The Troika of Revolution: Facebook De-Friending, Shunning, and Buttons. So basically this he wants to look like this:
At least he is smart enough to realize that the more one looks, sounds, and acts like a crazy person, the more likely it is that the public will be persuaded by the message.
There are so many other nasty little things I plan to do against the communists and those who support them. Perhaps I'll keep Jim informed and he can report on my activities here at LR.
Yes, so many pointless, stupid, insignificant things, as befits a stupid and insignificant man. Please do keep us updated; it sounds like this is going to be fucking riveting. "Today I went to the Piggly Wiggly and waved around a sign reading, 'DEMOCRAT PARTY = MOOCHERS AND POO-POO HEADS' for a while, then I went inside and turned all the magazines with Obama on the cover upside down! After that it was pretty much the usual day: quiet sobbing, then back to my tar-paper shack where I enjoyed an uncooked can of generic corn for dinner."
It'll be like reading V for Vendetta.
For now, off to my first assignment: Telling all my friends and family who voted for Obama to "fuck off, don't ever speak to me again you slimeball mother fuckers." Wish me luck!
Yeah, good luck clicking "remove from Friends." I'm on the edge of my goddamn seat over here.
Here's my Facebook Page. Watch me as I get started on my new lifetime crusade.
This is the saddest idea labeled a "crusade" since my great-grandfather Stanislaw died in a hail of gunfire charging toward the White House to demand that the U.S. be moved from the Gregorian Calendar to his own homemade calendar based on the cooking times of various kielbasas. Oh, and notice how Eric hasn't disappeared at all, but is in fact regularly checking his Facebook to bask in the attention his insanity has netted him.

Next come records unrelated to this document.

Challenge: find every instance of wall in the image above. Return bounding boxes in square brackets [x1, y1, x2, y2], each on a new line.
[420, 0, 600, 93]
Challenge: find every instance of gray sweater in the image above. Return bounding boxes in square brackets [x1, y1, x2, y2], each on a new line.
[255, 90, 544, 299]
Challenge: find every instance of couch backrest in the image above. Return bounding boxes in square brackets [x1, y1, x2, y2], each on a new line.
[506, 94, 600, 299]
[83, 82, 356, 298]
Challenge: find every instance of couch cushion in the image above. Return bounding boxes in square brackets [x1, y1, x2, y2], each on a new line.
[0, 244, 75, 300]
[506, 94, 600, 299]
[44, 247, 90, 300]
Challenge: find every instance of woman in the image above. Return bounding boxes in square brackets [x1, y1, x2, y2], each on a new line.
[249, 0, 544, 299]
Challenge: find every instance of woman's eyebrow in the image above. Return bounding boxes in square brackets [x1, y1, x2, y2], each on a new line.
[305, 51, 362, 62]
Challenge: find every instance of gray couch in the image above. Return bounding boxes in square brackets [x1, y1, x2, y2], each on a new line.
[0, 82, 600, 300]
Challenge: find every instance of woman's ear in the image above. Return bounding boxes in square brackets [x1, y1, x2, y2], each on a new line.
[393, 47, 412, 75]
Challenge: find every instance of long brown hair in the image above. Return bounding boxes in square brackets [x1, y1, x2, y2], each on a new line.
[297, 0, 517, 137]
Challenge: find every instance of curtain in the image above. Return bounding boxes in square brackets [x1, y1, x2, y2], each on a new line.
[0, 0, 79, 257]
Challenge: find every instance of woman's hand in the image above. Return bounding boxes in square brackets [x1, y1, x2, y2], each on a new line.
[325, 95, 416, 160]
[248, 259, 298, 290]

Not exactly exiled to Saint Helena, I guess.
This is perhaps the widest range of emotions I've gone through in an FJM, as we transition seamlessly from terror to bemusement to confusion before finally settling on pity. It takes a special kind of defective personality to concoct a personal revenge fantasy in response to impersonal events, and an especially pathetic and ineffectual person to come up with such a pitiable one. Calling people juvenile names and threatening to get some ridiculous signs and buttons made up is the best you can do? Jeez, America doesn't even make right-wing lunatics like it used to.